エイドリアンにこの360本のアベレージを計算するように頼んだ。
182.63くらいだと、すぐに返事が来た。
彼女は大学の数学科を卒業しているだけあって計算は速い。
もちろんこんな簡単な計算をわざわざ大学で習っていた訳ではないだろうが・・・・・。
大竹さんのポジションを計算した。181.5767で15億ドルと、今回買ったのが、182.63で3億6000万ドルだから、
[(181.5767×1,500,000,000 + 182.63×360,000,000)
÷(1,500,000,000+360,000,000)=
181.78056 ]
181.78で18億6000万ドルのロングということになる。
現在のビッド183.00で、大竹さんの評価損益も計算すると、
[(183.00−181.78)× 1,860,000,000 = +2,269,200,000 ]

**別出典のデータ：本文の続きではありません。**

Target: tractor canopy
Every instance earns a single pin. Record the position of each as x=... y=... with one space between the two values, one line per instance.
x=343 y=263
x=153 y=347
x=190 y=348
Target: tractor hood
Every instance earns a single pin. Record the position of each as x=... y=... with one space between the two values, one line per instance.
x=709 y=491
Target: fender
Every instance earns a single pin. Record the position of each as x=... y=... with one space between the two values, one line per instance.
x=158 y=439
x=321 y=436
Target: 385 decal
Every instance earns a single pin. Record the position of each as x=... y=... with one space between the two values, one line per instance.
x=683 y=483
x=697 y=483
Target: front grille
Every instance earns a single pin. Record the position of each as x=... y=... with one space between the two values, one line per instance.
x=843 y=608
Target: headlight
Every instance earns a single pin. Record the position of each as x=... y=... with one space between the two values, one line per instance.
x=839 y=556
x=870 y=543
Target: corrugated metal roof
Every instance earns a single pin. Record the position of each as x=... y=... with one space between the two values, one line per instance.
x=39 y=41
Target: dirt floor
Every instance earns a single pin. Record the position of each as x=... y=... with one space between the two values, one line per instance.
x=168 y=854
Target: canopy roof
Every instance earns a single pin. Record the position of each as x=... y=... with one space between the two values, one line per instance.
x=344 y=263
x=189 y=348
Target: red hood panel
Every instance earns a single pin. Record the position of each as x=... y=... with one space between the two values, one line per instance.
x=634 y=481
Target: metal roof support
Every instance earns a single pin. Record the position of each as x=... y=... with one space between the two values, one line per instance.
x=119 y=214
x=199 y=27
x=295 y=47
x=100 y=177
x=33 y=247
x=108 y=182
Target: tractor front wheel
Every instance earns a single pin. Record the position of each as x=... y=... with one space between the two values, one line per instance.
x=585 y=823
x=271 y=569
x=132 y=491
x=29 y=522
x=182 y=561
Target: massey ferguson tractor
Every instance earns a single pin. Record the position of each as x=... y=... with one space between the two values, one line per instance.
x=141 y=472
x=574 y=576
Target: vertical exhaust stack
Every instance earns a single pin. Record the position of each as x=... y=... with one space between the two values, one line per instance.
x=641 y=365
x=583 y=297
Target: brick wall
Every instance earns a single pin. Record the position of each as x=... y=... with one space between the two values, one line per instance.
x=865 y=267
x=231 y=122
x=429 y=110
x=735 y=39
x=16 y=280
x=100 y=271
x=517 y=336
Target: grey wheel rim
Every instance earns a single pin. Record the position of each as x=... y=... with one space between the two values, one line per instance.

22億6920万円のプロフィット(利益)ということになる。
すごい金額の勝ちだけれど、183.00で18億6000万ドル売れたならば、という条件が付く。
183.00でそんな巨大な金額を売れるはずがない。
18億ドル以上の巨大なポジションで22億円以上の評価益と言ったって、この危ない状況では、所詮、「絵に描いた餅」だ。
ドルを売らなければ、利益は確定しないし、何かドル売りのニュースでも出たら、とんでもない金額の損になってしまう。
大竹さんのポジションだから、俺の責任で持っているポジションじゃぁないから、俺は平静を保っているだけだ。
とても、こんなばかげたこと、するもんじゃぁない。
ただ、ほっといたら、大竹さんが首になっちゃう・・・・・。
俺のできるかぎりのことはやった・・・・・。
もう、動かないで欲しい・・・・・。
このまま、ニューヨークの5時が来て欲しい。